= Icarius (Spartan) =

Greek mythological king; father of Penelope

In Greek mythology, Icarius (/ᵻˈkɛəriəs/; Ἰκάριος) was a Spartan king and a champion runner.

== Family ==
Icarius was the son of either Perieres and Gorgophone or of Oebalus and Bateia and thus brother of Hippocoon and Tyndareus. By the naiad Periboea, he became the father of Penelope, Perileos, Thoas, Damasippus, Imeusimus, Aletes and Iphthime. According to other traditions, the mother of Penelope, Alyzeus and Leucadius was Polycaste, daughter of Lygaeus.

His other possible wives were Dorodoche (daughter of Ortilochus) and Asterodia (daughter of Eurypylus). The latter was said to have born him the following children:

- Polymelos, Damasiclus (Amasiclus), Penelope and Laodice; or
- Amasichus, Phalereus, Thoon, Pheremmelias, Perilaos, Penelope and Laodamia (also called Mede or Hypsipyle).

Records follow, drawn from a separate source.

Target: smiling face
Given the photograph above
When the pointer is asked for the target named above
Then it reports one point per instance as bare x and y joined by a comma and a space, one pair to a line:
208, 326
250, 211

In some accounts, Icarius was the father of Elatus who fathered Taenarus by Erymede, daughter Damasiclus. Otherwise, Taenarus was called Icarius’ son with no mention of the birth mother.

Comparative table of Icarius family
| Relation | Name | Sources |  |  |  |  |  |  |  |  |
| Homer |  |  | Apollonius | Strabo | Apollodorus |  | Stephanus | Tzetzes |
| Ody. | Sch. |  | Sch. Argo. | Lyco. |
| Parentage | Perieres and Gorgophone |  |  |  |  |  | ✓ |  |  | ✓ |
| Oebalus and Bateia |  |  |  |  |  |  | ✓ |  |  |
| Siblings | Tyndareus |  |  |  |  |  | ✓ | ✓ |  | ✓ |
| Aphareus |  |  |  |  |  | ✓ |  |  | ✓ |
| Leucippus |  |  |  |  |  | ✓ |  |  | ✓ |
| Hippocoon |  |  |  |  |  |  | ✓ |  |  |
| Spouse | Asterodia |  | ✓ |  |  |  |  |  |  |  |
| Dorodoche |  |  | ✓ |  |  |  |  |  |  |
| Periboea |  |  |  |  |  | ✓ |  |  |  |
| Polycaste |  |  |  |  | ✓ |  |  |  |  |
| Offspring | Penelope | ✓ |  |  |  | ✓ | ✓ |  |  |  |
| Iphthime | ✓ |  |  |  |  | ✓ |  |  |  |
| Laodamia or |  | ✓ |  |  |  |  |  |  |  |
| Laodice |  | ✓ |  |  |  |  |  |  |  |
| Perilaus or |  | ✓ |  |  |  | ✓ |  |  |  |
| Perileos |  |  |  |  |  |  |  |  |  |
| Amasichus |  | ✓ |  |  |  |  |  |  |  |
| Phalereus |  | ✓ |  |  |  |  |  |  |  |
| Thoon |  | ✓ |  |  |  |  |  |  |  |
| Pheremmelias |  | ✓ |  |  |  |  |  |  |  |
| Elatus |  |  |  | ✓ |  |  |  |  |  |
| Alyzeus |  |  |  |  | ✓ |  |  |  |  |
| Leucadius |  |  |  |  | ✓ |  |  |  |  |
| Aletes |  |  |  |  |  | ✓ |  |  |  |
| Damasippus |  |  |  |  |  | ✓ |  |  |  |
| Imeusimus |  |  |  |  |  | ✓ |  |  |  |
| Thoas |  |  |  |  |  | ✓ |  |  |  |
| Taenarus |  |  |  |  |  |  |  | ✓ |  |

== Mythology ==
Hippocoon, a natural son of Oebalus, expelled his two brothers, Tyndareus and Icarius, from Lacedaemon: they fled to Thestius at Pleuron, and dwelt beyond the river Achelous. Subsequently, when Heracles had slain Hippocoon and his sons, Tyndareus returned to Sparta, while Icarius remained in Acarnania. According to Apollodorus, however, Icarius also returned. Another tradition relates that Icarius, who sided with Hippocoon, assisted him in expelling Tyndareus from Sparta. While in Acarnania, Icarius became the father of the above progeny.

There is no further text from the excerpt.